Mosley contends the district court's application of the Sentencing Guidelines violates Bell. Mosley asserts that Bell precludes a sentencing court from examining the variables of a crime when computing a sentence under the Sentencing Guidelines. Mosley's interpretation of Bell is incorrect. Under the Sentencing Reform Act of 1984, 18 U.S.C. § 3551 et seq., Congress has directed district courts to consider a variety of factors when imposing sentences. In addition, district courts are directed to examine "the kinds of sentence and the sentencing range established for the applicable category of offense committed by the applicable category of defendant" under the guidelines. United States v. Williams, 37 F.3d 82, 85 (2nd Cir. 1994); 18 U.S.C. § 3553(a). Given our deferential stance with respect to the application of the Sentencing Guidelines to the particular facts of a case, we uphold the district court's upward adjustment to the defendant's base offense level and therefore find no error in Mosley's sentence.
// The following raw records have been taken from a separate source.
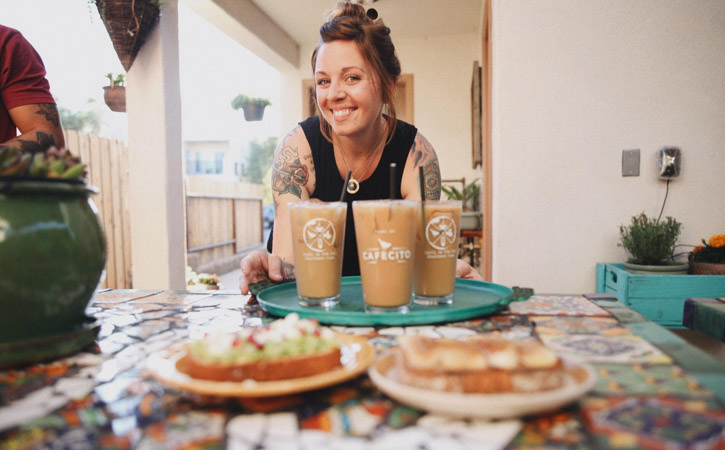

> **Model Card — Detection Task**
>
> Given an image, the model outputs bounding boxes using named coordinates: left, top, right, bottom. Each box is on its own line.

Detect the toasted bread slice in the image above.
left=395, top=335, right=565, bottom=393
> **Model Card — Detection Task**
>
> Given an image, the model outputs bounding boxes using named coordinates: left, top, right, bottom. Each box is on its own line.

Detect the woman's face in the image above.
left=315, top=41, right=383, bottom=137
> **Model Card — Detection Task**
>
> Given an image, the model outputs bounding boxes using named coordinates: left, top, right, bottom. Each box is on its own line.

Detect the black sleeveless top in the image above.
left=267, top=116, right=418, bottom=276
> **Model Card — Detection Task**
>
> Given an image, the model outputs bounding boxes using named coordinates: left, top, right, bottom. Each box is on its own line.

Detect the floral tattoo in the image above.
left=35, top=103, right=60, bottom=127
left=272, top=145, right=310, bottom=198
left=409, top=135, right=441, bottom=200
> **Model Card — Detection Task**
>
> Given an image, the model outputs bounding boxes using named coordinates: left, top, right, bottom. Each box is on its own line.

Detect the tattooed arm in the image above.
left=0, top=103, right=65, bottom=153
left=400, top=132, right=441, bottom=200
left=272, top=126, right=315, bottom=263
left=400, top=132, right=483, bottom=280
left=239, top=126, right=315, bottom=294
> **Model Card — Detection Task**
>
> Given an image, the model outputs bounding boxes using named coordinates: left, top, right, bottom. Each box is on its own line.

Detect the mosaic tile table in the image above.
left=0, top=290, right=725, bottom=450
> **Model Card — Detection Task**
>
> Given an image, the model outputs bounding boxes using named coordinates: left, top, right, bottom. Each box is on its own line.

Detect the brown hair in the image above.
left=312, top=1, right=400, bottom=144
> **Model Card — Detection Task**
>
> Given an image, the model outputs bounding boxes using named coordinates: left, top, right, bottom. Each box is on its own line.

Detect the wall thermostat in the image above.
left=657, top=147, right=682, bottom=179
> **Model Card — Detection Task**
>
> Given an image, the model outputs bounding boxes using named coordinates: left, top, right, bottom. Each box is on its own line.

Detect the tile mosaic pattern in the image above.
left=0, top=290, right=725, bottom=449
Accordingly, the judgment of the district court is AFFIRMED.

 1

The application notes for § 2G1.2 state:

For the purposes of Chapter Three, Part D (Multiple Counts), each person transported is to be treated as a separate victim. Consequently, multiple counts involving the transportation of different persons are not to be grouped together under § 3D1.2 (Groups of Closely Related Counts). Special instruction (d) (1) directs that if the relevant conduct of an offense of conviction includes more than one person being transported, whether specifically cited in the count of conviction or not, each such person shall be treated as if contained in a separate count of conviction. U.S.S.G. § 2G1.2, comment. (n. 1).